# Lathe repair



## Larry42 (Jan 14, 2020)

The cross slide on my lathe had started moving erratically when under power. It finally stopped. Took the taper attachment off the back of it, then the rest of the cross slide off of the carriage. Found the problem. The set screw that held the key in the gear shaft (hand wheel shaft) that slides onto the threaded shaft had fallen out. That released the key and it also fell into the apron gear box. The parts book listed the screw as a 3mm x 5mm panhead. I tried a 3mm in the hole but it didn't even touch the sides. A 4mm went in very loosely. Threads looked stripped. I had never had this part of the lathe apart before so it was made that way. A very bad design as there were only 2 -3 threads engaged to start with. The shaft was very thin because of the keyway at that point. Using my gage pin set I found that a pin .010 larger that the 4mm threads would go right through. Only choice now was to drill & tap for a 5mm set screw. I used a gage pin to align the hole to the chuck on the mill. Then tapped using a tap follower. Made a new 5mm key. Thought about Leaving the key & set screw in the apron gear case but decided not.

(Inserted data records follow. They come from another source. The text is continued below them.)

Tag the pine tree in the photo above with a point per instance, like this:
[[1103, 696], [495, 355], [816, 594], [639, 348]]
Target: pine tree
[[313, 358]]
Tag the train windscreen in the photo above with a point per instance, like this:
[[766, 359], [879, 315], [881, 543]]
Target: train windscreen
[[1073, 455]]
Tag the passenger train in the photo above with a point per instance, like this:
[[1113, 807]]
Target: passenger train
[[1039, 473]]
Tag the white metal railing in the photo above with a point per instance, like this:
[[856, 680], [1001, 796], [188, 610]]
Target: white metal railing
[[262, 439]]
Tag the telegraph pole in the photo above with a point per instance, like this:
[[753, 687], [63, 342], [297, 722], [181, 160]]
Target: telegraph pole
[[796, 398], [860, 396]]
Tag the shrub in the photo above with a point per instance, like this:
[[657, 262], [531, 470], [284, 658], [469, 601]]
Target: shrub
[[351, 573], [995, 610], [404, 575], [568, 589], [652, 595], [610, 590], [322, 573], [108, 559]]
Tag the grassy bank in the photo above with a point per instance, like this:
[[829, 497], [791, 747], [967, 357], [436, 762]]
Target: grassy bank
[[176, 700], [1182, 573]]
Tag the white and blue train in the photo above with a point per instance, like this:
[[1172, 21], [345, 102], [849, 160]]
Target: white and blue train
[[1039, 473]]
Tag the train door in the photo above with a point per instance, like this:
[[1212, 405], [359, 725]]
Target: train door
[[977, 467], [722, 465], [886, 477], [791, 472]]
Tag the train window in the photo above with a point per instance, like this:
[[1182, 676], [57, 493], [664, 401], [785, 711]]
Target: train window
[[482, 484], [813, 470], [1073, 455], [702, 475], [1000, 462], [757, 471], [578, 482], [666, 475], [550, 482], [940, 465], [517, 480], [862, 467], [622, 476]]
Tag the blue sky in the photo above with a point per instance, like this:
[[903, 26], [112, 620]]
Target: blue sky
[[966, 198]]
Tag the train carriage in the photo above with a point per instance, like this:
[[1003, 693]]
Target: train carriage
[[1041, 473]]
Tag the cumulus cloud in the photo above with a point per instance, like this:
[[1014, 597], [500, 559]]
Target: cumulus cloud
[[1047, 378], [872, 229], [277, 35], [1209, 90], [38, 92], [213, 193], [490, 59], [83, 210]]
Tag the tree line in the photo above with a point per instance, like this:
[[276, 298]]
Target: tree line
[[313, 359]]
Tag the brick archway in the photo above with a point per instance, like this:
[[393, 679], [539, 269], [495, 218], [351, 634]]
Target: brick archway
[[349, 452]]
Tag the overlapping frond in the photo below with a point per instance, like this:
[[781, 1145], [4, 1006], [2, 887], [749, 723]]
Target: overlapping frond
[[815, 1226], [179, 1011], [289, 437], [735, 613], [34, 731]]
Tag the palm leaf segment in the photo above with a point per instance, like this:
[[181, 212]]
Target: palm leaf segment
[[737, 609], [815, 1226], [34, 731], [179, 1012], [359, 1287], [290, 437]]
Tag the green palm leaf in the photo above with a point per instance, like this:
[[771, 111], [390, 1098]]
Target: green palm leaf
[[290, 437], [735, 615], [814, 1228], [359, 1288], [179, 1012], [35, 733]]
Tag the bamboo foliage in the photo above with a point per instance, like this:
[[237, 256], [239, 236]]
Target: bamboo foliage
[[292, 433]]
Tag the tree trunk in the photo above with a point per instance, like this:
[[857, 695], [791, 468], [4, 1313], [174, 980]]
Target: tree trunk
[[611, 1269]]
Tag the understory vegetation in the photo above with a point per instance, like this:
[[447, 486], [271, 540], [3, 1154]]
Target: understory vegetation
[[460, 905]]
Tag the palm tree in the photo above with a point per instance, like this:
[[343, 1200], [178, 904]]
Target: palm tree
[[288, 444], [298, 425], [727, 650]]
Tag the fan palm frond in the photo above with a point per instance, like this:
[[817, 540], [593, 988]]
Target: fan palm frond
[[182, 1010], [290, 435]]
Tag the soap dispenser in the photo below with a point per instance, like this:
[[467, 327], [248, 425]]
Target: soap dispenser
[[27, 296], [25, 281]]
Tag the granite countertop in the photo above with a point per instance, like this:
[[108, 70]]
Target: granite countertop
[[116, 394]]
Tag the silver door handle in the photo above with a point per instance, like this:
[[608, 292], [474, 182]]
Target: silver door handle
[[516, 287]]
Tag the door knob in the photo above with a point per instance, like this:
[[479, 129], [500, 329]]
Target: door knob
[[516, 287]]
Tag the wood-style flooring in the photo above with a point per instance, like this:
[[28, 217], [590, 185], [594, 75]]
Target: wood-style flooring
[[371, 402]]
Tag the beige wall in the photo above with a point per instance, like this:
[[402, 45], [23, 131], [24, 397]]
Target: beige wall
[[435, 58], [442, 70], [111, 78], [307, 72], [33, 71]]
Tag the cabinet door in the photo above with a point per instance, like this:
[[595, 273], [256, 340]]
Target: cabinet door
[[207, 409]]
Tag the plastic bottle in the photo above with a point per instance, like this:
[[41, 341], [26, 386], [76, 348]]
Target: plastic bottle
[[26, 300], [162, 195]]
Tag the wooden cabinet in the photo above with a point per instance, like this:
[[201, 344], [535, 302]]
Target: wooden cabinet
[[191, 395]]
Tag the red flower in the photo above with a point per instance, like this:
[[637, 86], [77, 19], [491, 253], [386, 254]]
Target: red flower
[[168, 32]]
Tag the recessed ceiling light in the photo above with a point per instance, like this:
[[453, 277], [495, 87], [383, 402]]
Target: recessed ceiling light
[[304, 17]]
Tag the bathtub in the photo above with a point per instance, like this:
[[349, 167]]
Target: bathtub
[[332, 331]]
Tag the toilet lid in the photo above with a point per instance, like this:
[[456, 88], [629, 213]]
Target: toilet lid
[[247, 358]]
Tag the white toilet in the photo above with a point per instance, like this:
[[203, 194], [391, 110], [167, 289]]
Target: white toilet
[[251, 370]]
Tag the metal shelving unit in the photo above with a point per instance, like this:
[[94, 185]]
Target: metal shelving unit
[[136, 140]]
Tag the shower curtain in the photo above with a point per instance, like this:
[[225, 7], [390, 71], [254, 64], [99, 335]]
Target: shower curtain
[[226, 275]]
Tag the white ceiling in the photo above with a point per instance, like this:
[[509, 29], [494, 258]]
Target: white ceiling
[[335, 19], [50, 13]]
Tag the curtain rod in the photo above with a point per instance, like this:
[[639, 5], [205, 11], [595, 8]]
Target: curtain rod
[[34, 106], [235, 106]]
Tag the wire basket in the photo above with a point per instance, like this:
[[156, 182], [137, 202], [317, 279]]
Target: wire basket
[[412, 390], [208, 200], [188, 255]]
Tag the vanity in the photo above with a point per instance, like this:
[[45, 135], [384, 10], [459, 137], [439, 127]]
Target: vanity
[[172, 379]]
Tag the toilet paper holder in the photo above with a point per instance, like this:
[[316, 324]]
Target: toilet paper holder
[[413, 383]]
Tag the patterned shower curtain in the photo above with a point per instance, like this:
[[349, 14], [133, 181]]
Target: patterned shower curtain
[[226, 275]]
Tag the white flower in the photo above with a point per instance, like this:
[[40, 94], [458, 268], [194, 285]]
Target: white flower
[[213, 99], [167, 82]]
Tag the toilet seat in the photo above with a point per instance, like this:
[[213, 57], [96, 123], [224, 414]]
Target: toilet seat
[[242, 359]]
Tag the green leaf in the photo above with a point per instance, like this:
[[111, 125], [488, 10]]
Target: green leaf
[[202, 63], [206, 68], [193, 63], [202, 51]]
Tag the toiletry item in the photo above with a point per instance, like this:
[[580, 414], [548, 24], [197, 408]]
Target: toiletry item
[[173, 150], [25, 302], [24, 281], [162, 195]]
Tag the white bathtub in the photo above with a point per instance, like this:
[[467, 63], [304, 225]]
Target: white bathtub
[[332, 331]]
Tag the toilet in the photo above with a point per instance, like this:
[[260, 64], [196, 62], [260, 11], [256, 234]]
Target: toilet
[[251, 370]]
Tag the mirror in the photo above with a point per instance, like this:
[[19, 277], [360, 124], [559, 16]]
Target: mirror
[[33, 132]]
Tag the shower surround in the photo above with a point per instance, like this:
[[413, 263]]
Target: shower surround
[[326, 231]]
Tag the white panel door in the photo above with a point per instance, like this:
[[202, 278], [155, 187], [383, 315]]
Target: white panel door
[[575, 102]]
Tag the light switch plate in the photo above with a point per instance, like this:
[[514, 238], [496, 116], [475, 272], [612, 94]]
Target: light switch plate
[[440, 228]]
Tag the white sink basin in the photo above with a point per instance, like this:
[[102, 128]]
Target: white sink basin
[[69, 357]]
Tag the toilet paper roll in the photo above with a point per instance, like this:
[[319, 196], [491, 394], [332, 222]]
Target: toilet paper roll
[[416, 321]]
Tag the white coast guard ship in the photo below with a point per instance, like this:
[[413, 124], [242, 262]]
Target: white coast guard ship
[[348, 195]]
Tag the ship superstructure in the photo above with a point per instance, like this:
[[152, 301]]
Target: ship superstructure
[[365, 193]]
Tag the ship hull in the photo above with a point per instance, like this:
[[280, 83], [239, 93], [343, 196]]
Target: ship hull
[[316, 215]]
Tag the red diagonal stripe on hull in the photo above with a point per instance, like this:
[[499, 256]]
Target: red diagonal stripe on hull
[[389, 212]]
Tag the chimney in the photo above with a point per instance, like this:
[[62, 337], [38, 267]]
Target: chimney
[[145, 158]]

The feed shaft slides through, so I will have to take the block off the end of the lathe and see if I can get the 3 shafts out far enough to clear the gear case. 
I've decided to clean every thing and while putting it back together try and figure out how to take some of the slack out of the taper attachment. I had wondered how they managed to get both the front cross slide hand wheel and the taper attachment to move the slide. It is the concentric shafts & key way. Don't know if that is designed into the lathe or parts have to be replaced to make it that way when you want to add a taper attachment. 
The Chinese method of scraping the cross slide was to put some course grinder marks in the surface. Sort of looks like scraping and may fulfill the function of keeping an oil film between the parts.       To be continued!


----------



## markba633csi (Jan 14, 2020)

The Chinese method of scraping is often no scraping at all   Just milled and assembled


----------